I really hate situations like this. Listening to people obsess about why anyone is single or not single or whatever their relationship status is is so pointless. I think everything happens when it is supposed to happen, and when we rush things or create artificial situations, then we’re increasing the chances of disaster.

However, in my brother-in-law’s case, I will say that there are a number of glaring reasons that I can see why he’s been single for so long: he’s a bit selfish, he’s coddled by his entire family to the point where he can’t seem to do even basic things on his own (like… clear his dish and put it in the dishwasher, not even wash it), and he’s in general very clueless about proper etiquette and behavior, and when called out on it, instead of reflecting on the situation and seeing how he may have been wrong, he instead chooses to get defensive. Here’s the most recent example:

I’m obviously not feeling well, and we’re flying back from Auckland to Sydney to spend the night before boarding our Sydney to LA flight back to the U.S. (it’s what we do when we fly Qantas). We’re spending the night with Chris’s brother, so I thought, okay, I’m not feeling well, so maybe he can get me some soup nearby. I texted him a few hours before arriving and asked if he could get me some hot soup. He said, “Sure, I’ll make sure to have something ready.” When I walk through the door, he hands me a packet of tomato soup powder. “I wasn’t sure what kind you wanted, but here.”

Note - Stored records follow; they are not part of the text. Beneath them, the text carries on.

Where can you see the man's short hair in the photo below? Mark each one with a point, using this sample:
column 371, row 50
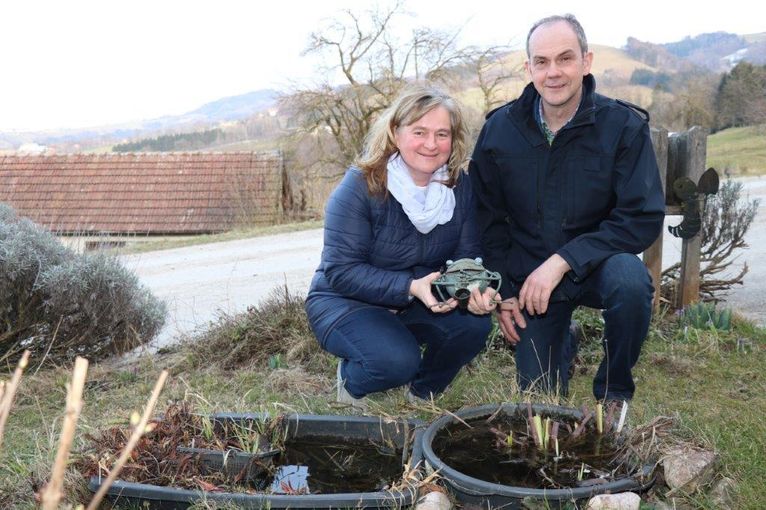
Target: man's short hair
column 568, row 18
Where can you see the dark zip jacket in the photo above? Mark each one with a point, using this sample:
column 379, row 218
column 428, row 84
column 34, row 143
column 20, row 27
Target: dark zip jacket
column 593, row 193
column 372, row 251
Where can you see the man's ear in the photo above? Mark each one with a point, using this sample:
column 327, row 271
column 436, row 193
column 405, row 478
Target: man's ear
column 587, row 62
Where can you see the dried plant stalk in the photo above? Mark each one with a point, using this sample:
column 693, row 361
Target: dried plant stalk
column 52, row 492
column 10, row 392
column 138, row 431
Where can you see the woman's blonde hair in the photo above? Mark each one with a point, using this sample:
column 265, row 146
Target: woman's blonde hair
column 409, row 107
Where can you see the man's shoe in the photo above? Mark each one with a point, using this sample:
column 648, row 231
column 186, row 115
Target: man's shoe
column 344, row 397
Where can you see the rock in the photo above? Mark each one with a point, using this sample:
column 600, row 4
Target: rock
column 722, row 493
column 689, row 469
column 620, row 501
column 434, row 501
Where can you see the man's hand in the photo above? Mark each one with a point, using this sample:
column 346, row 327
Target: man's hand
column 509, row 316
column 536, row 291
column 421, row 289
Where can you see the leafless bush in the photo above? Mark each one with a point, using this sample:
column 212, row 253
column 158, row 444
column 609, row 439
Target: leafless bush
column 60, row 304
column 725, row 221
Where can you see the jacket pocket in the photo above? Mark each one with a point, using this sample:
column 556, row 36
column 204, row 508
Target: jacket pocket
column 519, row 181
column 590, row 194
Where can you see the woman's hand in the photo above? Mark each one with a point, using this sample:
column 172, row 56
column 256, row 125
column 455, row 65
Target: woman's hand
column 421, row 289
column 482, row 303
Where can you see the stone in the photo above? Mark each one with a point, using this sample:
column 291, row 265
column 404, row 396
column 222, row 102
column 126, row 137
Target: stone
column 620, row 501
column 688, row 469
column 434, row 501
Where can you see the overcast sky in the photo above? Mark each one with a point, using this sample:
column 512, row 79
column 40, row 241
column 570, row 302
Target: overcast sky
column 77, row 63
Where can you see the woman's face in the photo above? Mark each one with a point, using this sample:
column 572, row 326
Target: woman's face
column 426, row 144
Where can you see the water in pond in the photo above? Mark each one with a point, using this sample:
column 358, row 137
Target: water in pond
column 482, row 452
column 328, row 466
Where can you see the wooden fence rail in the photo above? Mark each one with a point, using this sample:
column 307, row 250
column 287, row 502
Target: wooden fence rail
column 678, row 155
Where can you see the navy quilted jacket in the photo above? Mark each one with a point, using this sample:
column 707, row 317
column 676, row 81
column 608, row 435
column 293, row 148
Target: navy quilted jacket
column 372, row 251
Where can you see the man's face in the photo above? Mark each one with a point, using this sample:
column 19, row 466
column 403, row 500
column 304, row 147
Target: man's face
column 557, row 65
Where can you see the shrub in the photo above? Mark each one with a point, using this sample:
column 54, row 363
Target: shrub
column 60, row 304
column 706, row 316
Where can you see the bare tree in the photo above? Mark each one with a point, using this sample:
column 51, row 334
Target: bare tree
column 493, row 73
column 725, row 221
column 374, row 66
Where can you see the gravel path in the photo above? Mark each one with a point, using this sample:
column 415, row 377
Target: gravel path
column 200, row 282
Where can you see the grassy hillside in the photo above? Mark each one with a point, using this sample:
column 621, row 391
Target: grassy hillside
column 612, row 68
column 739, row 151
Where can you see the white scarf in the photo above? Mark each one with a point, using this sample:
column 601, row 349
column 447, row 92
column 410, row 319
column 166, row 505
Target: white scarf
column 435, row 208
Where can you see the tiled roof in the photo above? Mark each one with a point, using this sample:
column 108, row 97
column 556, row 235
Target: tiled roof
column 144, row 193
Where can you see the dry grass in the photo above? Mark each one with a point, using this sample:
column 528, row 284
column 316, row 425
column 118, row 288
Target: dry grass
column 277, row 329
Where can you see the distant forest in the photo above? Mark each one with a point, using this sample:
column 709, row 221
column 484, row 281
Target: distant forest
column 177, row 142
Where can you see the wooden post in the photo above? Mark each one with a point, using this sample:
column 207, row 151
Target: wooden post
column 687, row 153
column 653, row 254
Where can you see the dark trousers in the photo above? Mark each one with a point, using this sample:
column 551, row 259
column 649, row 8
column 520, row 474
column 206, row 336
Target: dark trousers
column 622, row 288
column 382, row 350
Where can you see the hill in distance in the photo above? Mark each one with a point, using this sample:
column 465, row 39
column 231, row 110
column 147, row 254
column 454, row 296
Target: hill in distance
column 716, row 52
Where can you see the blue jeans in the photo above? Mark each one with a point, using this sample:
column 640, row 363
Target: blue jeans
column 622, row 288
column 382, row 350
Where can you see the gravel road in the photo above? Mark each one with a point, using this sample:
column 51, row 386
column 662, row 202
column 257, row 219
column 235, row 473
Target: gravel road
column 200, row 282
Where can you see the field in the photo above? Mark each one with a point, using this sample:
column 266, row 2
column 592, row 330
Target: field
column 738, row 151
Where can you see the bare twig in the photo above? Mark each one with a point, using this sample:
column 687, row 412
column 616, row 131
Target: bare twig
column 52, row 493
column 138, row 431
column 10, row 392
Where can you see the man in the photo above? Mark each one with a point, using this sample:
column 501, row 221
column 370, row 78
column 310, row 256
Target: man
column 568, row 191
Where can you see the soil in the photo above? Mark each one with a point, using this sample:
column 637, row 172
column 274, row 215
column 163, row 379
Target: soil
column 482, row 451
column 306, row 465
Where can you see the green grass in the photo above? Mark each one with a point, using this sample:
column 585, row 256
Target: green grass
column 739, row 151
column 167, row 243
column 714, row 389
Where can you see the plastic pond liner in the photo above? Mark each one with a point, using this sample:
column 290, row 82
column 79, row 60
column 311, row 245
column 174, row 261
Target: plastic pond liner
column 325, row 462
column 487, row 458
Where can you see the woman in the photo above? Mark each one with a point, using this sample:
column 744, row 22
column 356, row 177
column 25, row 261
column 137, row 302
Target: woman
column 392, row 222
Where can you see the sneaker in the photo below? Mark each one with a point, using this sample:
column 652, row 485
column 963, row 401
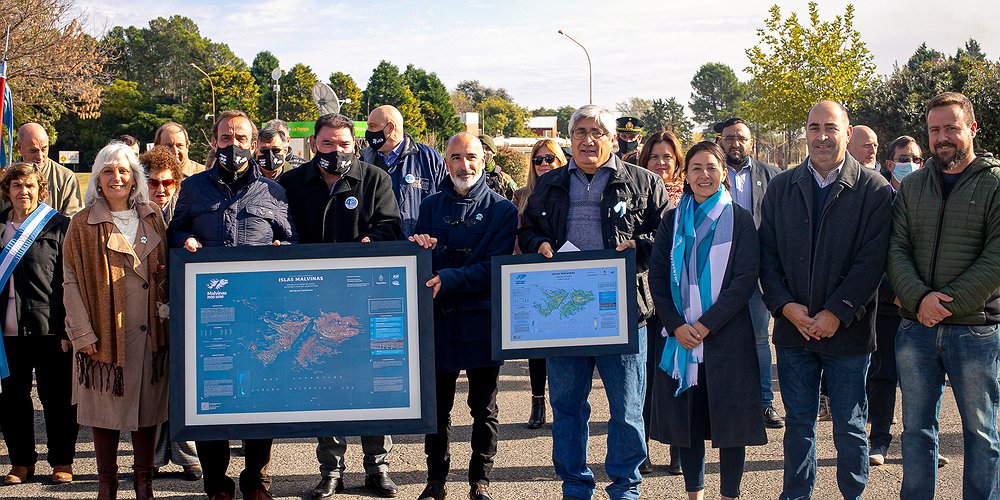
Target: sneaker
column 771, row 418
column 824, row 409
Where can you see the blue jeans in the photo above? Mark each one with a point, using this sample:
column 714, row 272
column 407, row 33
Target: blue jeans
column 760, row 316
column 800, row 372
column 570, row 381
column 968, row 355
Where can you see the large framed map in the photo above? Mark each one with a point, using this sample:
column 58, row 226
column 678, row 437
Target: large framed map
column 301, row 341
column 574, row 304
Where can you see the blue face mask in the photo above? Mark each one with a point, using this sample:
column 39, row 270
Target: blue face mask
column 901, row 170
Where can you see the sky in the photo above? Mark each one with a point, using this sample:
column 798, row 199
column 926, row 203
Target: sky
column 648, row 49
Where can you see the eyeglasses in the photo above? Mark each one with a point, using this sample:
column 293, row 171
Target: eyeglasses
column 906, row 159
column 538, row 160
column 594, row 133
column 155, row 183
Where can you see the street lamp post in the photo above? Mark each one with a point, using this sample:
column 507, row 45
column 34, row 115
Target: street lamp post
column 210, row 84
column 590, row 68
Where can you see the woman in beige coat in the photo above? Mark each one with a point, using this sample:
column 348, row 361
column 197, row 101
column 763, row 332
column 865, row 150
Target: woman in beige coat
column 115, row 282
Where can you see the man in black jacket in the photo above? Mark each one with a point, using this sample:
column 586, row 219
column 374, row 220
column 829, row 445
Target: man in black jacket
column 335, row 198
column 596, row 202
column 824, row 236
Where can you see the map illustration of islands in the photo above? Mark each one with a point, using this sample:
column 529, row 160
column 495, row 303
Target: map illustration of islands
column 568, row 303
column 312, row 340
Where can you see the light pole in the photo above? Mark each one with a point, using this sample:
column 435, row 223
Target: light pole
column 210, row 84
column 590, row 68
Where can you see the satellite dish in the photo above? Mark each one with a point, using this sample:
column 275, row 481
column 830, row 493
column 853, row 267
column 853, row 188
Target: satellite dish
column 325, row 99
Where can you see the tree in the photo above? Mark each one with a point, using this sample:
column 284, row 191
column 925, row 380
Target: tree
column 435, row 102
column 344, row 86
column 669, row 115
column 794, row 66
column 295, row 103
column 717, row 94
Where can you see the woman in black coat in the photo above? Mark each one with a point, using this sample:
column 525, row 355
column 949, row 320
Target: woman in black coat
column 34, row 333
column 712, row 350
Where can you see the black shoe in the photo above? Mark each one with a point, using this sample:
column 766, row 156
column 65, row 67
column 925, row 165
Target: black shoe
column 381, row 484
column 771, row 418
column 328, row 486
column 435, row 490
column 537, row 418
column 479, row 492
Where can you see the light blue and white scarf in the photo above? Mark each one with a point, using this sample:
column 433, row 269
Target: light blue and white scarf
column 703, row 238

When someone tells you she wants some hot soup, the proper response is to get that person hot soup, REAL HOT SOUP that can be eaten right away, not a packet of artificial powder that you then hand to her and ask her to make for herself when you know she is ill.

Not to mention that, but he knew I was ill, yet he didn’t even have sufficient blankets for us to sleep with. He handed us a crochet throw blanket that by design, had holes all over it, plus a sleeping bag that was really enough to keep just one person warm, and there’s also Chris sleeping with me. And because Chris knew I was ill, he gave me most of the blankets while he was cold.

I told my friend this story without mentioning names, and the fury in her response was obvious. That’s inhumane, she said. “That’s worse than not even trying.”

I get that parents live in their own delusions and always think that their children are the best and that they’re perfect…. but his mom needs to realize that her son is severely lacking, and getting him a quick-fix wife is NOT going to be a solution to these types of insensitivities and lack of care for others.

Always short

Time is always so short the older you get. I remember being in those miserable elementary school classes, wondering why class was so long and unbearable when I had teachers who barely taught me anything. I still look back on elementary school, particularly my third through fifth grade years, and think they were a complete waste of time. I had incompetent teachers, classmates who generally were numb skulls, and what I actually learned during those years were with the help of my brother.

Now, time always feels like it’s not enough. It’s not enough to study for an exam (or, it seems that way with a work exam), it’s not enough to get up to speed with a customer, it’s not enough to see a travel destination, and it’s certainly never enough time to properly and fully catch up with family and friends when you have limited time in specific geographies. Chris’s mother was saying we barely got to spend any quality time together. We really only had the breakfast the day before the wedding as true 1:1 time. But Chris’s argument was that we spent every meal together… though all those meals included wider family members, and we know that the more people there are, the less you can focus on any individual. I feel for his mum when she says that, and in fact, it kind of mirrors how my own mother feels when I’m in town. She never feels like it’s enough time. They’re both probably right to a degree. But that’s the way life is – you have to make the most of what you have, and it’s never going to be perfect.